The impact of antigens independent from Major Histocompatibility complex on transplantation results was first observed by Counce et al. in 1950s [4]. They explored graft rejection in inbred mice, which had undergone the transplantation of skin cells and neoplasmatic cells. Genes which were not associated with MHC responsible for slower course of rejection were called weak histocompatibility genes [4, 5]. The first hypothesis concerning potential impact of MiHA on the outcome of BMT (bone marrow transplantation) was based on a case of a female recipient (with severe aplastic anemia) who received a transplant from her brother. Graft rejection after BMT was diagnosed and reactivity of cytotoxic T cells isolated from peripheral blood of recipient was directed to antigens present on donor's cells which were not associated with HLA [6].
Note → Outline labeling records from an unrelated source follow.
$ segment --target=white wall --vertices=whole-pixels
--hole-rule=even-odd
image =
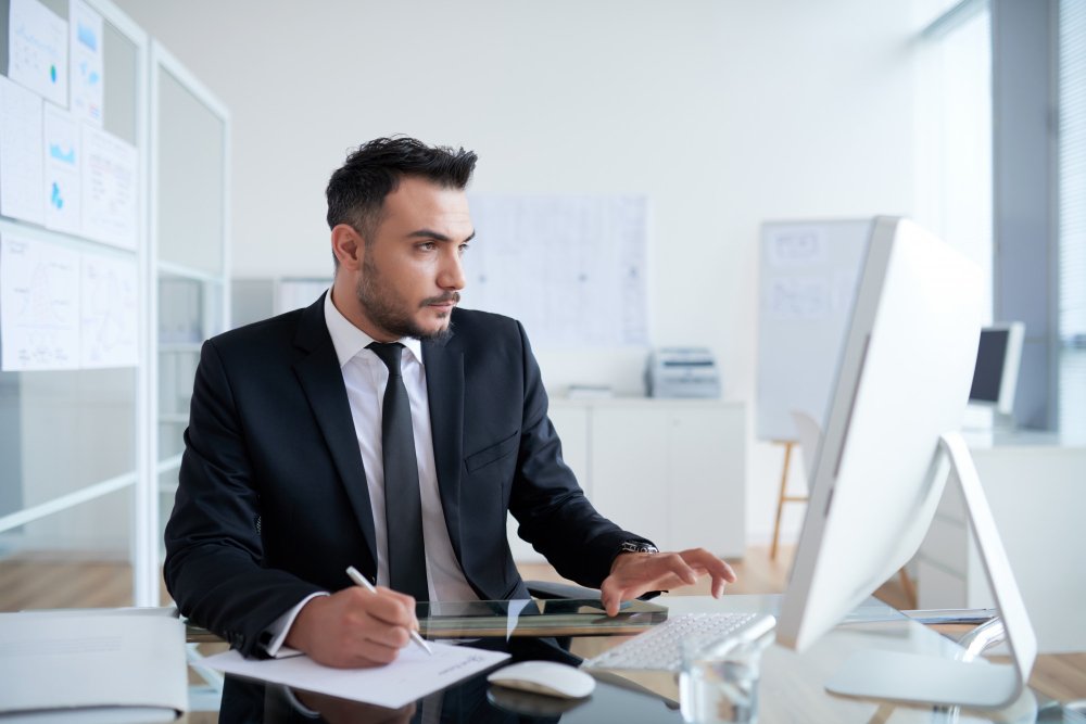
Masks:
[[[323,192],[350,147],[464,145],[477,192],[648,194],[652,339],[708,344],[750,401],[758,225],[914,205],[899,0],[115,2],[232,113],[236,277],[329,274]],[[641,391],[644,350],[538,353],[552,389]],[[780,448],[749,459],[766,541]]]

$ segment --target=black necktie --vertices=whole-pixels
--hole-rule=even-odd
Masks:
[[[389,541],[389,586],[429,600],[426,586],[426,554],[422,544],[422,504],[418,492],[415,433],[411,402],[400,373],[399,342],[374,342],[369,348],[389,368],[381,414],[381,458],[384,463],[384,528]]]

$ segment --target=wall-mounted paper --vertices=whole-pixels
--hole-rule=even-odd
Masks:
[[[72,48],[72,113],[76,118],[102,126],[104,69],[102,64],[102,16],[84,0],[71,0],[68,10]]]
[[[0,76],[0,214],[45,224],[41,97]]]
[[[823,264],[826,259],[825,229],[821,226],[776,229],[767,240],[766,255],[771,266]]]
[[[67,107],[67,23],[38,0],[11,0],[8,77]]]
[[[84,253],[80,284],[80,367],[130,367],[139,357],[135,258]]]
[[[824,277],[773,277],[761,304],[774,319],[822,319],[830,310],[830,283]]]
[[[79,124],[67,111],[46,104],[46,226],[79,233]]]
[[[83,127],[83,232],[136,249],[138,207],[136,147],[100,128]]]
[[[0,238],[0,346],[4,371],[79,366],[79,254]]]
[[[519,319],[536,345],[648,343],[643,196],[472,196],[464,306]]]

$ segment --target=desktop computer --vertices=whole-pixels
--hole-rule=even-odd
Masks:
[[[952,471],[1012,663],[868,650],[826,683],[833,693],[998,708],[1028,678],[1036,637],[959,432],[977,361],[981,284],[976,265],[915,224],[872,225],[776,639],[810,647],[894,575]]]

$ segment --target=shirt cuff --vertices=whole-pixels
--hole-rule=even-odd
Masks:
[[[310,594],[303,598],[298,606],[290,609],[278,619],[272,622],[272,625],[264,630],[264,638],[268,640],[268,644],[264,645],[264,650],[273,659],[286,659],[292,656],[300,656],[301,651],[292,649],[289,646],[283,646],[282,643],[287,640],[287,634],[290,633],[290,627],[294,625],[294,619],[298,618],[298,612],[302,610],[302,607],[308,604],[311,600],[317,596],[328,596],[329,594],[324,592],[318,592],[315,594]]]

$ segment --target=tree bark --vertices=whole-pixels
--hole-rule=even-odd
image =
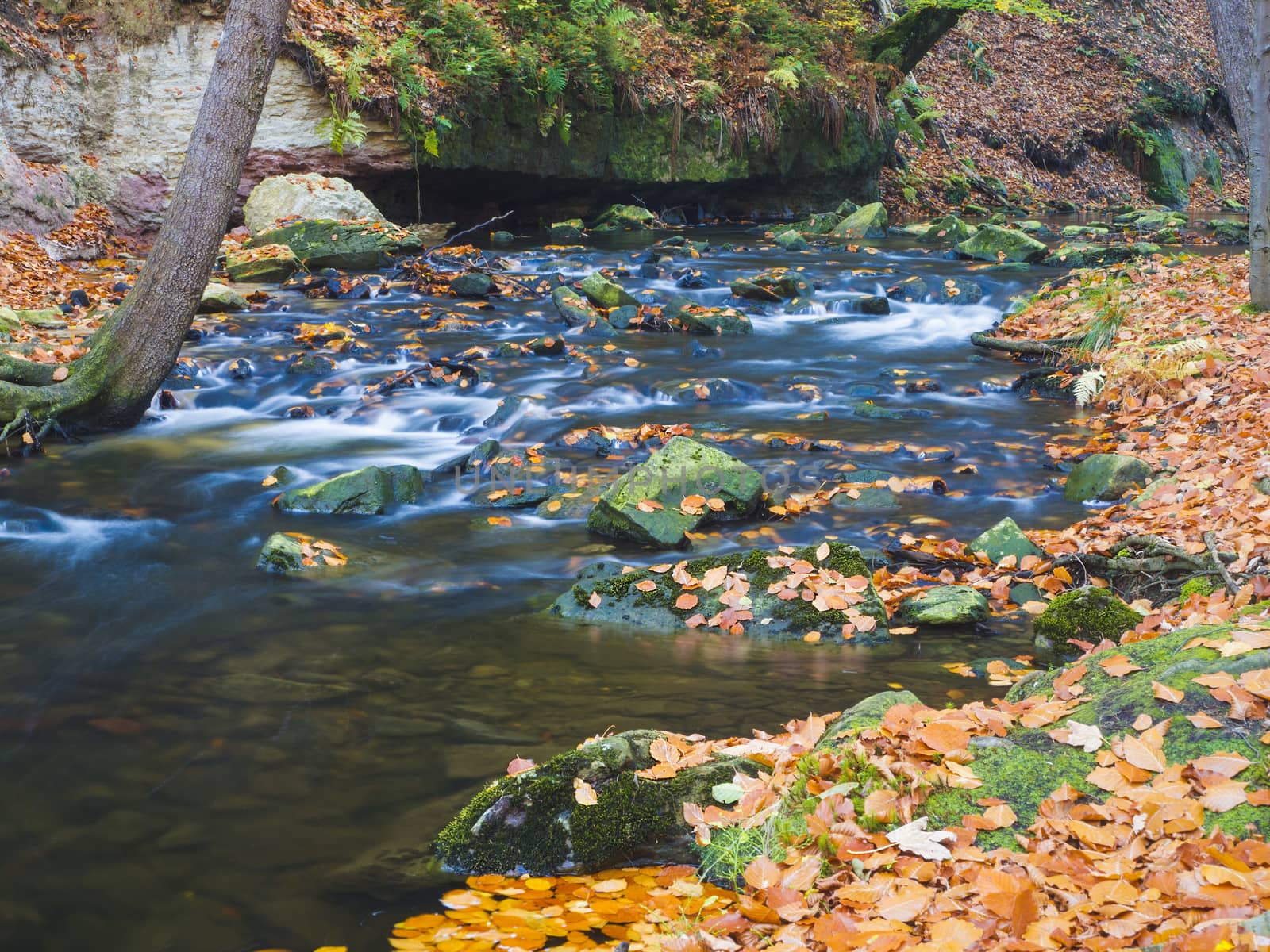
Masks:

Minor histocompatibility antigens are polymorphic peptides consisting of 9–12 amino acids. After binding to the antigen recognition site of either class I or class II HLA molecules present on a cell surface MiHAs can be recognized by T-lymphocytes. Thus the occurrence of MiHA depends on the presence of specific HLA antigens, which is called the MHC restriction. MiHAs are encoded by either autosomal chromosomes or by Y-chromosome [7-9]. Disparities of MiHA may result from polymorphism of amino acids, gene deletions [10], or from several intracellular mechanisms [11]. MiHA disparity may originate from a single or several amino-acid substitution in the part of MiHA peptide recognized by TCR (T-cell receptor), like in the case of HY and HA-1. Amino-acid polymorphism may be present in the region of MiHA that binds to HLA molecule, causing different expressions of peptide-HLA complex in the donor than in the recipient. Polymorphism may also pertain proteins responsible for intracellular processing of peptides, what leads to the presence or absence of peptides (e.g., HA-2 or HA-8) on cell's surface [12], or phosphoproteins (e.g., SP-110, MiHA discovered in 2006 by Warren et al.) [13].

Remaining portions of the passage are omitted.